Video labeling is the process of annotating video clips stored in an index so they can be used as training data. Where image labeling annotates a single still frame, video labeling annotates a short clip frame by frame, letting the model learn from motion and context over time.

This is an index workflow. Video fragments live alongside image observations in your indexes and are included automatically when you run a training session.

How it fits into training

When you train a model that supports video, the training runs in two stages. The first stage uses image observations. The second stage uses video fragments together with a mix of images. You do not need to configure this — Vidsy handles it automatically as long as you have labeled video observations in your index.

Labels are frame-precise. An annotation is only applied to the frames where it actually exists. Frames with no annotation produce negative training examples, teaching the model what the absence of a detection looks like.

Capturing a video fragment

A video fragment is a short MP4 clip saved from a recording into an index. It becomes a video observation that you can annotate.

To capture one, play or scrub a recording to the moment you want, then take a snapshot. In the snapshot dialog, check As video and set the number of analysis frames to determine how long the clip will be. Vidsy extracts the clip centred on your current position and saves it into the active index. Any detections already present at that point in the recording are copied into the fragment with adjusted timestamps.

Once a video fragment appears in your search results, open it and use the video controls to play, pause, change playback speed, return to the fragment start, or open the snapshot dialog.

For precise labeling, use Left Arrow and Right Arrow to jump one analysis frame backward or forward.
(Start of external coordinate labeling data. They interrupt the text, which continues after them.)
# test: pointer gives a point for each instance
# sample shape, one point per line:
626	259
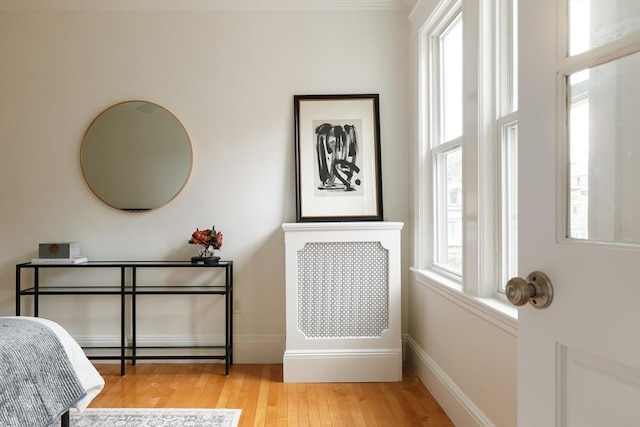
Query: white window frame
481	144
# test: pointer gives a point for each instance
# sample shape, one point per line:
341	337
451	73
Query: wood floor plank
266	401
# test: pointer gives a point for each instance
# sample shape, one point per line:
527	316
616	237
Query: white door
579	359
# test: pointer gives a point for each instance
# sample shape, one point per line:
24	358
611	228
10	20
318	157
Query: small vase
205	256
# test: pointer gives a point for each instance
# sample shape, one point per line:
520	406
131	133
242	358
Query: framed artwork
337	150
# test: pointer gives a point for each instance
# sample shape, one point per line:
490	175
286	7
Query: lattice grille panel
343	290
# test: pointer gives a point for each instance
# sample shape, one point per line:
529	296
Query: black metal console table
129	289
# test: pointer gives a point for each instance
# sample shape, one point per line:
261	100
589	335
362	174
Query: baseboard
460	409
250	349
342	366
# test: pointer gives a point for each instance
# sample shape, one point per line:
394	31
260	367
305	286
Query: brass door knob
537	290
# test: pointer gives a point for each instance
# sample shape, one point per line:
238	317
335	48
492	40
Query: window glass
604	152
449	210
594	23
452	80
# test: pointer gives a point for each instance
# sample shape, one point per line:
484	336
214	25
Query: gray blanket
37	381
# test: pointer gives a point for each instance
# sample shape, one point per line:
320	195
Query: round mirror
136	156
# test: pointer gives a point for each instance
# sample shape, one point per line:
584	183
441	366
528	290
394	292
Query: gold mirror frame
136	156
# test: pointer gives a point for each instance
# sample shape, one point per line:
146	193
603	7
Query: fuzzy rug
135	417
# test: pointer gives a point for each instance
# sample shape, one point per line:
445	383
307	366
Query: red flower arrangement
209	239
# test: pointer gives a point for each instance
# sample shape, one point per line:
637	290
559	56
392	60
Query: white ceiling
207	4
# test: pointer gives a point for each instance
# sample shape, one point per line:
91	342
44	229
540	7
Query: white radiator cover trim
359	359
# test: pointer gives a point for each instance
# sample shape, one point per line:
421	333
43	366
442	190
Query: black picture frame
338	161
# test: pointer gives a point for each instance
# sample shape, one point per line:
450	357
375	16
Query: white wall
230	77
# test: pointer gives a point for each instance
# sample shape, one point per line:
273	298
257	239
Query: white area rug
134	417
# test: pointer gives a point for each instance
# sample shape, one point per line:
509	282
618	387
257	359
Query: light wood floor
265	400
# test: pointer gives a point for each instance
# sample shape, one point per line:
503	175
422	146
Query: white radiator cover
343	302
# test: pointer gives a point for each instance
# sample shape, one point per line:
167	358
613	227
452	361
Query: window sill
494	310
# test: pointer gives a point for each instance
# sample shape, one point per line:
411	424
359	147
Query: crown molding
207	4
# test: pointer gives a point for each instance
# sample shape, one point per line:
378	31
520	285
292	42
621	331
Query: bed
43	373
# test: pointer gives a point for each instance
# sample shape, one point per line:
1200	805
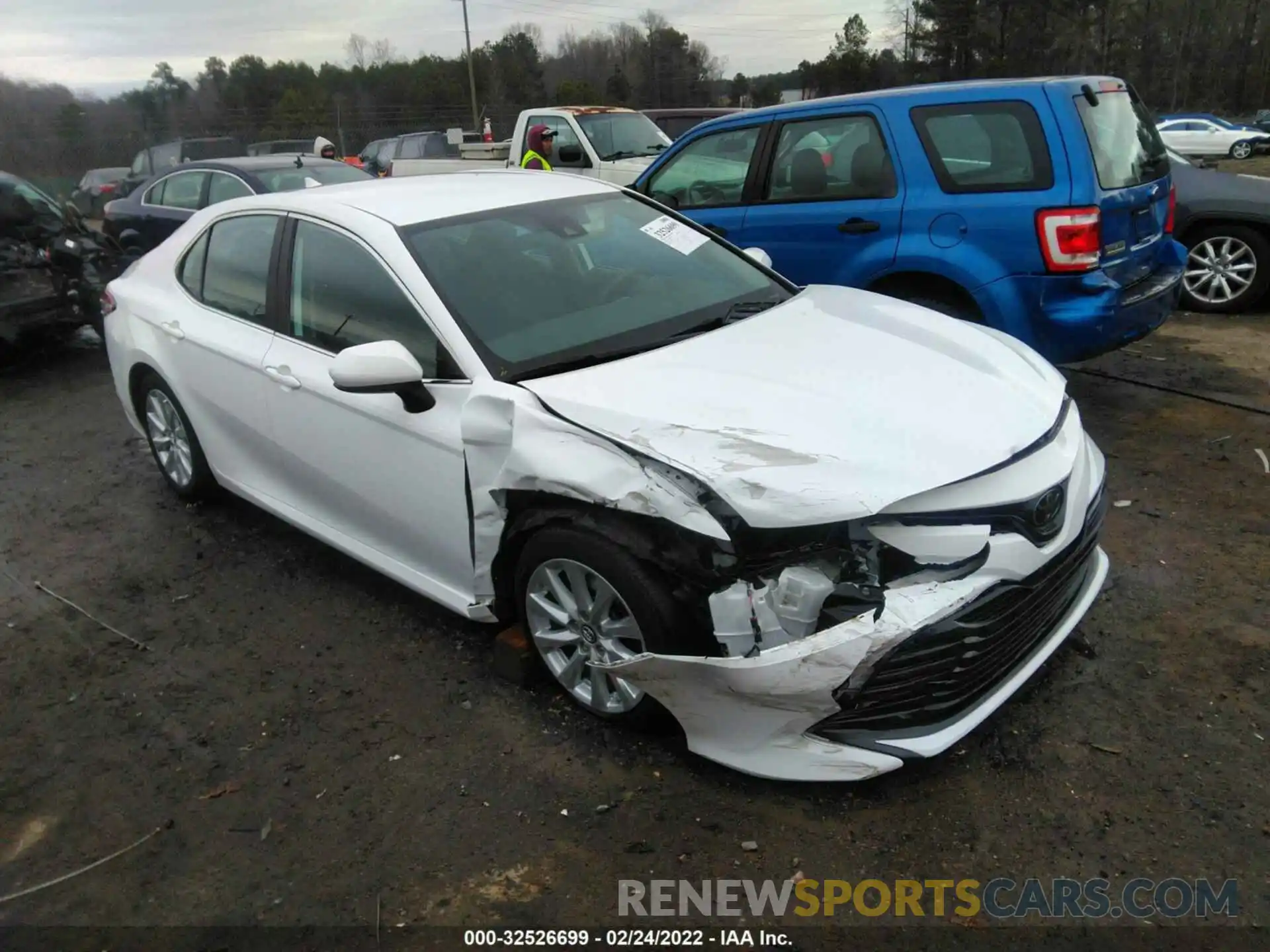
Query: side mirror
760	255
382	367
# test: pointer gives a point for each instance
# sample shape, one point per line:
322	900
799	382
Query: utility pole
472	73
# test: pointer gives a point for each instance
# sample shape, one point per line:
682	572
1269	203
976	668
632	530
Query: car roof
927	91
700	111
252	163
421	198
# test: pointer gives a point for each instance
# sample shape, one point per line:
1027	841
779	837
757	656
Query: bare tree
382	52
355	48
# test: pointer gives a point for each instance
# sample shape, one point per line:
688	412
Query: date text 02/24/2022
625	938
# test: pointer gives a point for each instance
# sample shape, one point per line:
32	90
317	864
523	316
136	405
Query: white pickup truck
599	141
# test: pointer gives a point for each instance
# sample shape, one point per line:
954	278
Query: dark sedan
1223	219
97	188
161	205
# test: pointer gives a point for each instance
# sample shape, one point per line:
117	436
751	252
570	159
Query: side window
183	190
566	136
832	158
154	194
224	187
412	147
237	273
385	154
342	296
984	146
190	272
708	172
165	157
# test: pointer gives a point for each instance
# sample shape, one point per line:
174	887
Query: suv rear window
984	146
1126	145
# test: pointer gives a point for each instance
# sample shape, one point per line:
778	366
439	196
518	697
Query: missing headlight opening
846	578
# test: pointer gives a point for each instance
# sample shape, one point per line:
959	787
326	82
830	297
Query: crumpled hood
829	407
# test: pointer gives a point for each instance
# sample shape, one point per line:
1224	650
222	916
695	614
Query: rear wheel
1227	270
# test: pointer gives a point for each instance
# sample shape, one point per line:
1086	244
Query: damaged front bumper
859	698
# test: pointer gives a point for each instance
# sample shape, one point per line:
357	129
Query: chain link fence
55	161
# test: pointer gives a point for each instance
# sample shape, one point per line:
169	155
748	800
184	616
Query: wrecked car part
947	666
512	444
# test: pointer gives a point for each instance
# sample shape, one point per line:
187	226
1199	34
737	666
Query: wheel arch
1205	220
683	559
929	285
136	374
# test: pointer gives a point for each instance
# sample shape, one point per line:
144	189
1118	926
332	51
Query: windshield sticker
679	237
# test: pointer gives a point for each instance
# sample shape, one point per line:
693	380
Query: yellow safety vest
530	155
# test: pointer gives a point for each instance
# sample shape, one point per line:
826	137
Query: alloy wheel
577	619
1220	270
169	440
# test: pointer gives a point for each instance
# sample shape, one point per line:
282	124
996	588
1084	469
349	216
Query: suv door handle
859	226
278	376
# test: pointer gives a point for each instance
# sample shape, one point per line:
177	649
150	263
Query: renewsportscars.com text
1000	898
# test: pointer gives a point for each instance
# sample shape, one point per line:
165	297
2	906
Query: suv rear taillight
1071	239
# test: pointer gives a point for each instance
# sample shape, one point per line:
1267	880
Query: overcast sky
106	46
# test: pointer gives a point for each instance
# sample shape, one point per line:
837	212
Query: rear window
1126	145
198	150
984	146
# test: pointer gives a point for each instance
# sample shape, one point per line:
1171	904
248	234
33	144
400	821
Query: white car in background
828	531
1202	138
Arrow key navigation uses the analysis frame interval, typically about 150 ms, which matches the resolution the model uses during analysis. This makes it easy to step through a clip without landing on frames that the model will never see.

For the full shortcut list, including play/pause, snapshot, and frame copy/paste, see Video Controls.

Annotating frames

With the video paused at a frame, draw ROI boxes or place keypoints the same way you would on an image. Annotations are stored with the exact timestamp of the frame, so they are linked to that precise moment in the clip.
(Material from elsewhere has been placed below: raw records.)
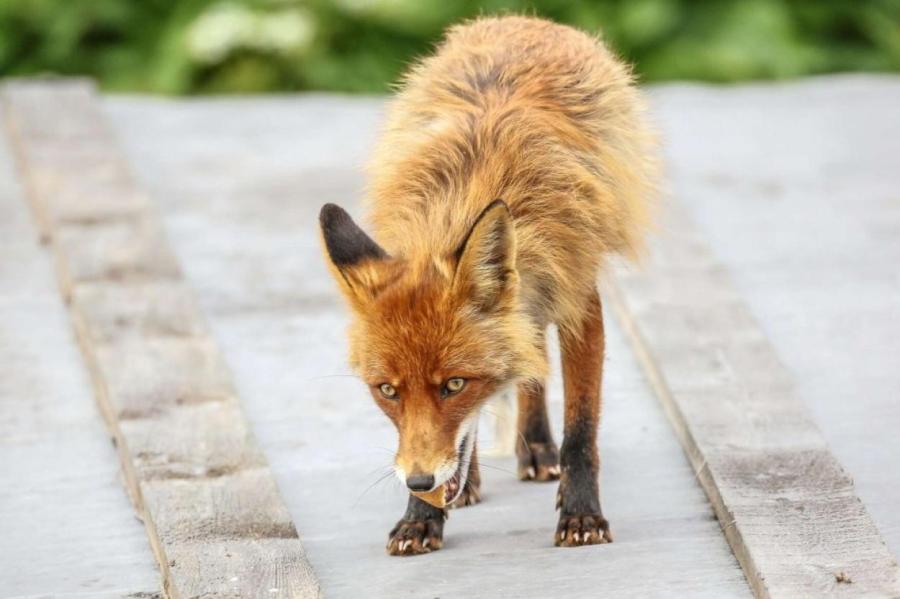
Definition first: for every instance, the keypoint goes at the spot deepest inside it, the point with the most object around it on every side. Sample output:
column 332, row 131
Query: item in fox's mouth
column 442, row 495
column 436, row 497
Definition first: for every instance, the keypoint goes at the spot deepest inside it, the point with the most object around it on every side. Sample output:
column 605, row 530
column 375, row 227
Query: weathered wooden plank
column 787, row 507
column 211, row 507
column 66, row 527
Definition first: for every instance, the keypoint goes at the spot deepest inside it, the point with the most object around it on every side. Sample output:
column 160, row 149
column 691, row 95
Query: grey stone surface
column 240, row 183
column 797, row 189
column 67, row 528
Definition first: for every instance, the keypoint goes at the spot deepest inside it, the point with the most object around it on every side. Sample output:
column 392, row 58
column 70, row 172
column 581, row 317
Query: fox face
column 434, row 337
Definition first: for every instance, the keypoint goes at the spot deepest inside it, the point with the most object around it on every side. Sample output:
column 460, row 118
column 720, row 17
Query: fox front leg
column 581, row 520
column 421, row 530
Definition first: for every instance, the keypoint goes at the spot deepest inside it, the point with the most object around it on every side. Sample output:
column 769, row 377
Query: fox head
column 434, row 337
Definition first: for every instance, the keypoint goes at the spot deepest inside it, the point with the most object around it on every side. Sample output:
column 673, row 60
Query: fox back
column 512, row 162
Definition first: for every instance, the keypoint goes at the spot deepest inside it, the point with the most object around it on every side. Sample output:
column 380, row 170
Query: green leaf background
column 248, row 46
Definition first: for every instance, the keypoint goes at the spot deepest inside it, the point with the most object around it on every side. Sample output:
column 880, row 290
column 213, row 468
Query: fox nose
column 420, row 482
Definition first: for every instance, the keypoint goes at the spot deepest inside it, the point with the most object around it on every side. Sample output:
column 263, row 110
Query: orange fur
column 541, row 116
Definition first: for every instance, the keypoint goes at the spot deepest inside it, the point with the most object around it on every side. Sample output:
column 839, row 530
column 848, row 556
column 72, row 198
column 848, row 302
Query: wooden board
column 787, row 507
column 68, row 528
column 212, row 510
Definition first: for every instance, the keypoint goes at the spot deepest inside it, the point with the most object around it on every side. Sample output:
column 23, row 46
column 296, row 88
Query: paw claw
column 582, row 529
column 415, row 537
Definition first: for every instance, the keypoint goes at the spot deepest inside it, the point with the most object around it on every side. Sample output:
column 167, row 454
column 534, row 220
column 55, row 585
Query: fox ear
column 486, row 259
column 356, row 260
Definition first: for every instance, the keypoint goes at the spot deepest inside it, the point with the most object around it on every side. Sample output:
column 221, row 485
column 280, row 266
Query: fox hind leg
column 581, row 520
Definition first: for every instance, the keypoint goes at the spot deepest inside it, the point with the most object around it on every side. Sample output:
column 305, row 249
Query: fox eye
column 454, row 385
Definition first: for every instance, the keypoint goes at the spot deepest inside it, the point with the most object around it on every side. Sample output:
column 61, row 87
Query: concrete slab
column 240, row 183
column 796, row 188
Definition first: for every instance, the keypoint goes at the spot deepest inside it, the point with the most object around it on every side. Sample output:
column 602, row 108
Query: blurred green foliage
column 215, row 46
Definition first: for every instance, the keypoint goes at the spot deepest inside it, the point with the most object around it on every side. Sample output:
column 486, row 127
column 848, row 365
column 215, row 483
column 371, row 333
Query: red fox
column 513, row 162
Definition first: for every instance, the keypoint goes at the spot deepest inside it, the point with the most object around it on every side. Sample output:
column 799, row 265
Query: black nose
column 420, row 482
You only need to annotate the frames that matter. Frames without annotations are still included in training as negative examples — you do not have to explicitly mark them as empty.

Copying annotations across frames

When the same object appears across several consecutive frames with little movement, copying saves significant time.
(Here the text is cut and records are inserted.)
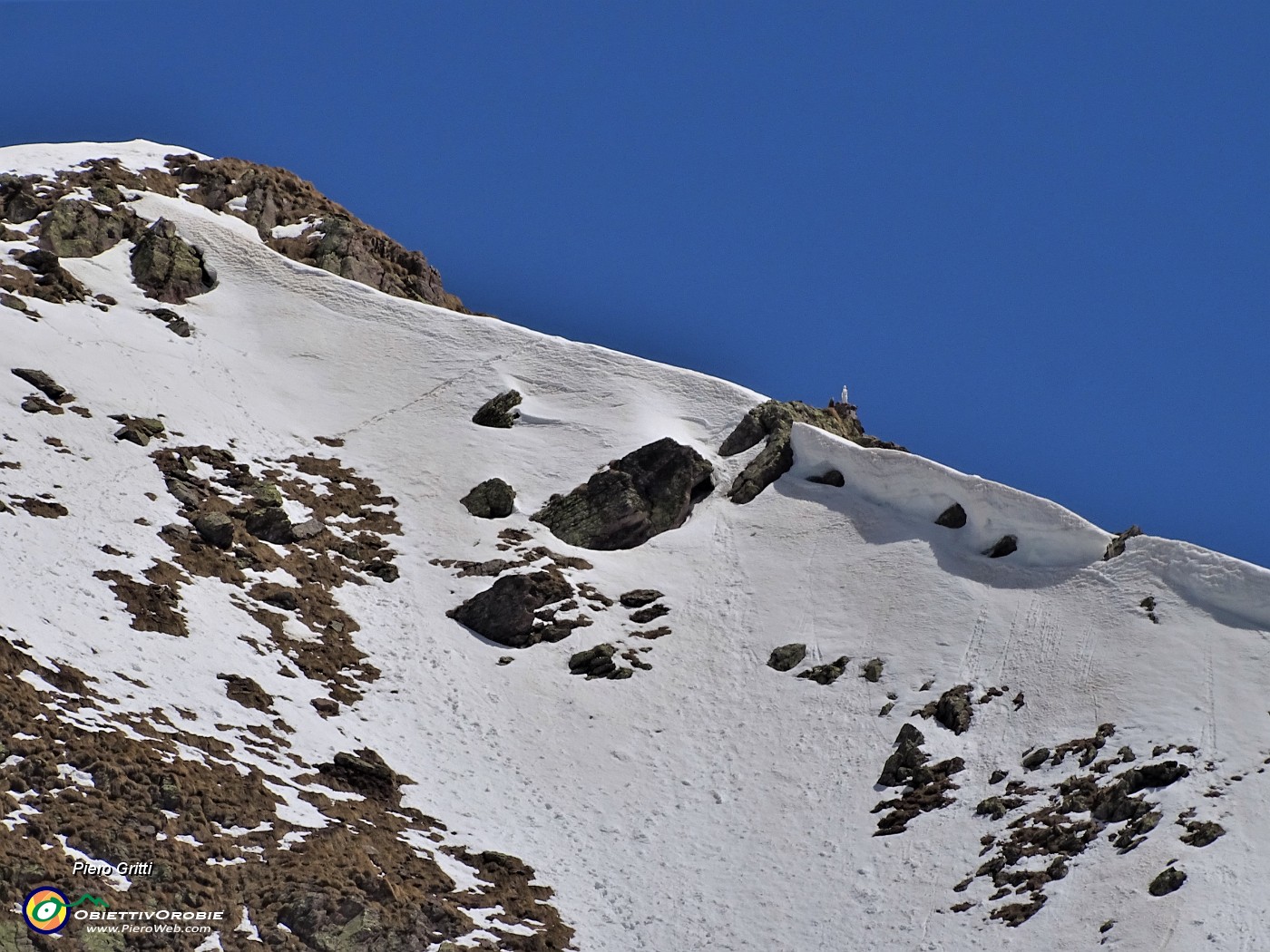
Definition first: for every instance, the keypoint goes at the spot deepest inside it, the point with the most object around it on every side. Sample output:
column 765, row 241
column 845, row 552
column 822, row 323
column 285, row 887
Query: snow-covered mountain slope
column 277, row 638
  1. Pause the video at a well-annotated frame.
  2. Press Shift+Ctrl+C to copy all boxes and keypoints at that frame.
  3. Use or to move to the next frame.
  4. Press Shift+Ctrl+V to paste the annotations.

Paste is smart about it: if the observation does not yet cover the target frame's timestamp, its time bounds are extended automatically to include it. If no observation exists at that position, a new one is created.

The clipboard is scoped to the current video — you cannot paste into a different clip. All paste operations can be undone.

You can also access copy and paste from the right-click context menu on the video card, under Copy special → Frame data and Paste frame.

Reviewing and managing video observations

Video observations appear in search results alongside image observations. Right-clicking one gives you access to the same context menu actions as images, plus the frame copy and paste options.

You can mark a video observation as training or validation from the context menu to control which split it ends up in. When you do not mark observations manually, Vidsy assigns them automatically when training starts, reserving at least one video per category for validation.

Tips

Capture clips around interesting events. The most useful training data covers the moments your model needs to learn — defects, transitions, edge cases. Capture fragments at those moments rather than uniformly across a recording.

Mix with image observations. Video and image observations work together. A model needs both for proper training.

Use Learn & Complete after labeling a few clips. Once you have annotated a handful of frames, run Learn on that selection to refine the model, then use Complete to help annotate the rest.

For model setup and training settings, see Model Configuration.